I is the identity matrix.

Let D ∈ $R^{n\times m}$ and E ∈ $R^{m\times n}$

Show that if I − ED is nonsingular, then I − DE is nonsingular and

$(I − DE)^{−1} = I + D(I − ED)^{−1}E$

i don't get how to this first of all i don't get how i could show the first proof. Because DE and ED are different dimensions i don't get how to you could ever compare them.

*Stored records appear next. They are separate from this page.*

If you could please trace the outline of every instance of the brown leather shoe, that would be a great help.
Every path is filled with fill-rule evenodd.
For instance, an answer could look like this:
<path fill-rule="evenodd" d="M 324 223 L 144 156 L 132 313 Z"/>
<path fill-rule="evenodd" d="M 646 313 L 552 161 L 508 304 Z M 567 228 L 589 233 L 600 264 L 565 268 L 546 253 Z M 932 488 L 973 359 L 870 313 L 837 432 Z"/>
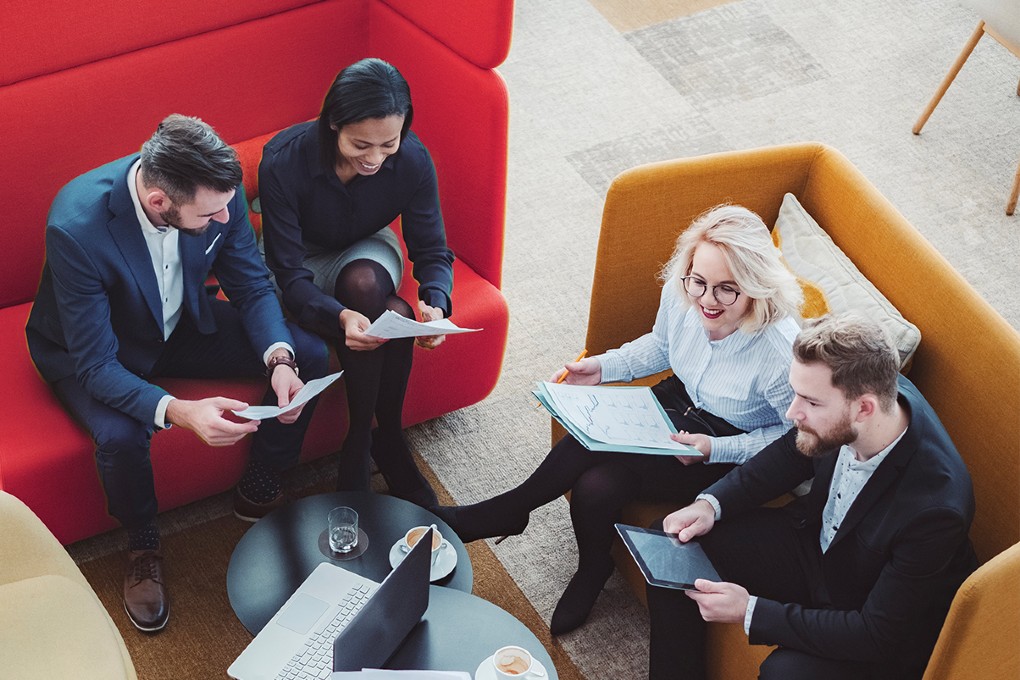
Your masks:
<path fill-rule="evenodd" d="M 170 598 L 163 582 L 163 554 L 159 550 L 131 550 L 124 575 L 124 611 L 135 628 L 146 633 L 162 630 L 170 618 Z"/>
<path fill-rule="evenodd" d="M 234 487 L 234 517 L 245 522 L 257 522 L 273 510 L 283 507 L 288 501 L 287 496 L 281 491 L 276 498 L 267 503 L 256 503 L 241 493 L 241 489 Z"/>

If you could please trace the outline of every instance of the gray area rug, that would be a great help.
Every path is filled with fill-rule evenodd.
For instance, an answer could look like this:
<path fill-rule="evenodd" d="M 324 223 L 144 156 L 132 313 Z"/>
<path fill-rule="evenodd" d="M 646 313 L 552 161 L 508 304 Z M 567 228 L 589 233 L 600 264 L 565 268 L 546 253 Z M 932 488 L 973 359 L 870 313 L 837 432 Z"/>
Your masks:
<path fill-rule="evenodd" d="M 634 165 L 830 144 L 1020 327 L 1020 214 L 1004 214 L 1020 60 L 984 39 L 924 134 L 910 133 L 976 25 L 951 0 L 742 0 L 621 34 L 586 0 L 517 0 L 500 68 L 512 109 L 503 374 L 481 404 L 410 432 L 454 498 L 487 498 L 544 457 L 549 419 L 530 389 L 581 349 L 605 192 Z M 576 566 L 566 502 L 494 549 L 548 621 Z M 643 678 L 647 637 L 614 576 L 561 642 L 590 678 Z"/>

Second i dont get how to show that the equation is true because the I-ED is inbetween the E and D and with matrices you can't just multiple in any order i thought so i don't get how to get rid of it.

Answer 1

Compute the product of the matrix $I-DE$ and its wannabe inverse $I+D(I-ED)^{-1}E$: $$ (I+D(I-ED)^{-1}E)(I-DE)=I-DE + D(I-ED)^{-1}E(I-DE)\\=I-DE + D(I-ED)^{-1}(I-ED)E=I-DE+DE=I. $$ The product is the identity, which proves the claim.

Answer 2

We can show that $I-DE$ is nonsingular by contradiction. If it is singular, there is a vector $v\in\mathbb{R}^n$ such that $$ (I-DE) v = 0 .$$ Consider $w = E v\in\mathbb{R}^m$. $$(I-ED)w = E v - EDE v = E (I-DE) v = 0$$ so $I-ED$ is also singular (contradiction). Therefore, $I-DE$ is not singular.

The form of the inverse is verified with simple matrix algebra, see daw's answer.